Auch in Fragen der EU sind beide Regierungschefs nicht auf einer Linie. So will Kurz im Gegensatz zu Merkel die Macht Brüssels künftig beschränken. Auch mehr Geld für die EU lehnt Kurz ab. Union und SPD haben in ihren Sondierungsverhandlungen für eine neue große Koalition genau das beschlossen.

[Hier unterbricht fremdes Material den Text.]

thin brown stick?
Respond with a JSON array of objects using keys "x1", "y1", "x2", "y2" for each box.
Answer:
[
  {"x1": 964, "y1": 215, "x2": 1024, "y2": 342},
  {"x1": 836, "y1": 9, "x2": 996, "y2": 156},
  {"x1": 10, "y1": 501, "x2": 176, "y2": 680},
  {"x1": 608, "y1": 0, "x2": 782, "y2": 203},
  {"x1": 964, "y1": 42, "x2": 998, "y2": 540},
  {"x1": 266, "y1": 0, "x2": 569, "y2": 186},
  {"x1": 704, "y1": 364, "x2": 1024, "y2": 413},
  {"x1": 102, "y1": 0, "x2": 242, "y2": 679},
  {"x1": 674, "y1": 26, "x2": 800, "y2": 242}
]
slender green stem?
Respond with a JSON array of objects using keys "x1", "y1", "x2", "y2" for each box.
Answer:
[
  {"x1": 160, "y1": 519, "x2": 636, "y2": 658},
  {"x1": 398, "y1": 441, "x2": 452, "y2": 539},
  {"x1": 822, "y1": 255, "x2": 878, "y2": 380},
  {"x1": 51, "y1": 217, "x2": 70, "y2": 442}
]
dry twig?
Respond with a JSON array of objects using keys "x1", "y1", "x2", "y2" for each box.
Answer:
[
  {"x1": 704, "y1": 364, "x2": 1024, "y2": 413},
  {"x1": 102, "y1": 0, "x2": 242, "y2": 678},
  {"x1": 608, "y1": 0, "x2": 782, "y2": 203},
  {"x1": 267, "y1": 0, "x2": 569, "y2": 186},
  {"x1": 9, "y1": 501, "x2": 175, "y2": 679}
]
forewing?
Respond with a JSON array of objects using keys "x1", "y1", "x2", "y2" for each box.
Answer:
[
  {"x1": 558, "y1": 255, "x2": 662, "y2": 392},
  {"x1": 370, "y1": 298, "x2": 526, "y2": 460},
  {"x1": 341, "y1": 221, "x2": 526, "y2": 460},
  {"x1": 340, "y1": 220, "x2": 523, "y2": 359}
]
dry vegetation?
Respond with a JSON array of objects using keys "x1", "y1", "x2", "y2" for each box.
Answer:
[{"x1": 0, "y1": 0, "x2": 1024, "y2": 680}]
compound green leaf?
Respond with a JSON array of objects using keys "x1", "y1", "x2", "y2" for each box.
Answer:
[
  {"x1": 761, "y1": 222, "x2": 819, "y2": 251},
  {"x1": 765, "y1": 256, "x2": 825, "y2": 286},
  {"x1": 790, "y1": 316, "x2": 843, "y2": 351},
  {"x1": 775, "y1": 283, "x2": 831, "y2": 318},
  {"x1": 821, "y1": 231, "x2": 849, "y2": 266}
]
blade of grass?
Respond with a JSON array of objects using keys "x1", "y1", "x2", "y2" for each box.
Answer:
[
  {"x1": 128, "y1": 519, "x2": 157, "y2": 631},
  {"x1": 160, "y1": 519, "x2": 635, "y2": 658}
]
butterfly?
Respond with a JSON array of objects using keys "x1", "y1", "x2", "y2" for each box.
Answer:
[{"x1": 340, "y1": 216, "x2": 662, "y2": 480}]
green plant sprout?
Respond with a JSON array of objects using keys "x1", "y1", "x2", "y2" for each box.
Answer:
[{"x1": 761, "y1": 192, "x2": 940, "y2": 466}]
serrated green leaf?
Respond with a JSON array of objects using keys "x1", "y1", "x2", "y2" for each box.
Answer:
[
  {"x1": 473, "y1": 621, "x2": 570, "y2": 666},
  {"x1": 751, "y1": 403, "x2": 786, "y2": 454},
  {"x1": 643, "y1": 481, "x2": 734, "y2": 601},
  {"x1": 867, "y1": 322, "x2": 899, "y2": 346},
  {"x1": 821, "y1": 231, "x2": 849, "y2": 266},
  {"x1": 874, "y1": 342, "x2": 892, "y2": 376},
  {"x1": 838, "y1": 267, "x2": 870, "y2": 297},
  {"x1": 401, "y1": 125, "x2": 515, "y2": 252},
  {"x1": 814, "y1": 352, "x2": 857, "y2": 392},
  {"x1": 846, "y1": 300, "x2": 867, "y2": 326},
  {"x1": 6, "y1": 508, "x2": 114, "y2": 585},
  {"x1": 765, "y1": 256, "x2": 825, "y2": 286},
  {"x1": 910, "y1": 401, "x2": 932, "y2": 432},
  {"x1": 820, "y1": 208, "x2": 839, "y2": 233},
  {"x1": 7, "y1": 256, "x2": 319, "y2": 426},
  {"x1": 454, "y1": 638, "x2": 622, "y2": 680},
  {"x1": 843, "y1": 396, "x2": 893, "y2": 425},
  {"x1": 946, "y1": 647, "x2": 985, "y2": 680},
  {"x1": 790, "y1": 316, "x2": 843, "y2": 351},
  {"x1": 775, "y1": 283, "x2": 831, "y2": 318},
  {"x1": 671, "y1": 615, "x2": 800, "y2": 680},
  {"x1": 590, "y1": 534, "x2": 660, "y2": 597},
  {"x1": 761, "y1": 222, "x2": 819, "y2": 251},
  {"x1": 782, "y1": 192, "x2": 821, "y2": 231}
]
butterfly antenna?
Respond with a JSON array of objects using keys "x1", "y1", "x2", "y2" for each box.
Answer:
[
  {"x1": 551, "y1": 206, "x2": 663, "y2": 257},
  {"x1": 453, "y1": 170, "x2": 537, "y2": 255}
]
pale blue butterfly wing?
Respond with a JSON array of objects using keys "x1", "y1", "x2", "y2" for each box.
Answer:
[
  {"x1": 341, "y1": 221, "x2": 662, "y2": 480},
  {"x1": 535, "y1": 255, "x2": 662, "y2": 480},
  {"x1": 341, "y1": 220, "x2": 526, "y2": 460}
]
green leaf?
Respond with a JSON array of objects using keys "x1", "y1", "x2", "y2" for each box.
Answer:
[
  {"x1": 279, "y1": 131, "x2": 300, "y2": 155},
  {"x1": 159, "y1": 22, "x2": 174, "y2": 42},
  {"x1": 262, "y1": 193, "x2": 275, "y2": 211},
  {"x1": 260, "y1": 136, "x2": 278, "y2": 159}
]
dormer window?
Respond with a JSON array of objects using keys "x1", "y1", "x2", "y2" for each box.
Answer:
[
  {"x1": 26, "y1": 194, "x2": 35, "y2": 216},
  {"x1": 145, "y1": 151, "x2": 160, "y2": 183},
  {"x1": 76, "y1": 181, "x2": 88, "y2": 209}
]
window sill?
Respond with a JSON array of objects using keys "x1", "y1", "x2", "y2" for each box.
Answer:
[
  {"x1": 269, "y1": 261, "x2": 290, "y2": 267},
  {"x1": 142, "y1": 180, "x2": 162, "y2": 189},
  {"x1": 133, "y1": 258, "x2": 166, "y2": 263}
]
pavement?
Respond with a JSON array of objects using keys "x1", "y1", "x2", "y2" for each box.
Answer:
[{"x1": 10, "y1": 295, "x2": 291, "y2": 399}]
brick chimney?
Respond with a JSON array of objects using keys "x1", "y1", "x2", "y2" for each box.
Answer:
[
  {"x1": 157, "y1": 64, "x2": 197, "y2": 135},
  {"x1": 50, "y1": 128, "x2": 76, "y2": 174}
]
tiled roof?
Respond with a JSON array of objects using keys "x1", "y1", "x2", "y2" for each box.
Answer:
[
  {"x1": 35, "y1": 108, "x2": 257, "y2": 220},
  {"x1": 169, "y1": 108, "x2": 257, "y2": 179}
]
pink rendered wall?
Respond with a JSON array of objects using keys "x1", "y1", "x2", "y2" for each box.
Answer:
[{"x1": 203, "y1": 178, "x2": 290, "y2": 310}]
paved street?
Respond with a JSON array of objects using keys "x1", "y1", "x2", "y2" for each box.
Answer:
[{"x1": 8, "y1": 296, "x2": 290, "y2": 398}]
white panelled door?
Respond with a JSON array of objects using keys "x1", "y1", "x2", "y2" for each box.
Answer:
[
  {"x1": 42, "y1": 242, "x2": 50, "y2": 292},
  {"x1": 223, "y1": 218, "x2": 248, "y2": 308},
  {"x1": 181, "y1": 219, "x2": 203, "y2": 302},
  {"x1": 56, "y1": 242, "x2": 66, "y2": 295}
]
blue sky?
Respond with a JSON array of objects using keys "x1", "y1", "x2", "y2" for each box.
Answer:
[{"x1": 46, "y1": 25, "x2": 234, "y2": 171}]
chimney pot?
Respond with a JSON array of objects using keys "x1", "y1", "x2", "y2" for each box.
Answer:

Die EU muss sparsamer und effizienter werden.

Sebastian Kurz

„Einen europäischen Finanzminister braucht es aus meiner Sicht nicht“, hatte Kurz zuvor der FAZ auseinander gesetzt. Auch was ein mögliches Eurozonen-Budget anginge, sei er „deutlich skeptischer“ als andere. Er erhebe vielmehr den Anspruch, dass es in den Verhandlungen über den EU-Finanzrahmen nach 2020 „zu keinen einseitigen Mehrbelastungen für die Nettozahler wie Österreich kommt”. Kurz weiter: „Vielmehr muss die EU sparsamer und effizienter werden.”

Schnelle Regierungsbildung in Berlin

Er hoffe auf einen baldigen Abschluss der Regierungsbildung in Deutschland, betonte Kurz in der ARD-Talksendung „Maischberger”. Er wünsche sich, dass es bald eine starke und stabile Regierung in Deutschland gebe, weil davon Österreich und Europa profitierten. Er mache sich aber keine Sorgen und erwarte, dass es spätestens bis Ostern eine neue Regierung gebe. Und er habe nicht den Eindruck, dass Bundeskanzlerin Angela Merkel an Einfluss verloren habe.

Der 31-jährige Kurz ist seit dem 18. Dezember Bundeskanzler. Vor Berlin war er schon zur EU-Spitze nach Brüssel und zu Frankreichs Staatspräsident Emmanuel Macron gereist. Am heutigen Donnerstag wurde er von Bundespräsident Frank-Walter Steinmeier empfangen. (dpa/BK/H.M.)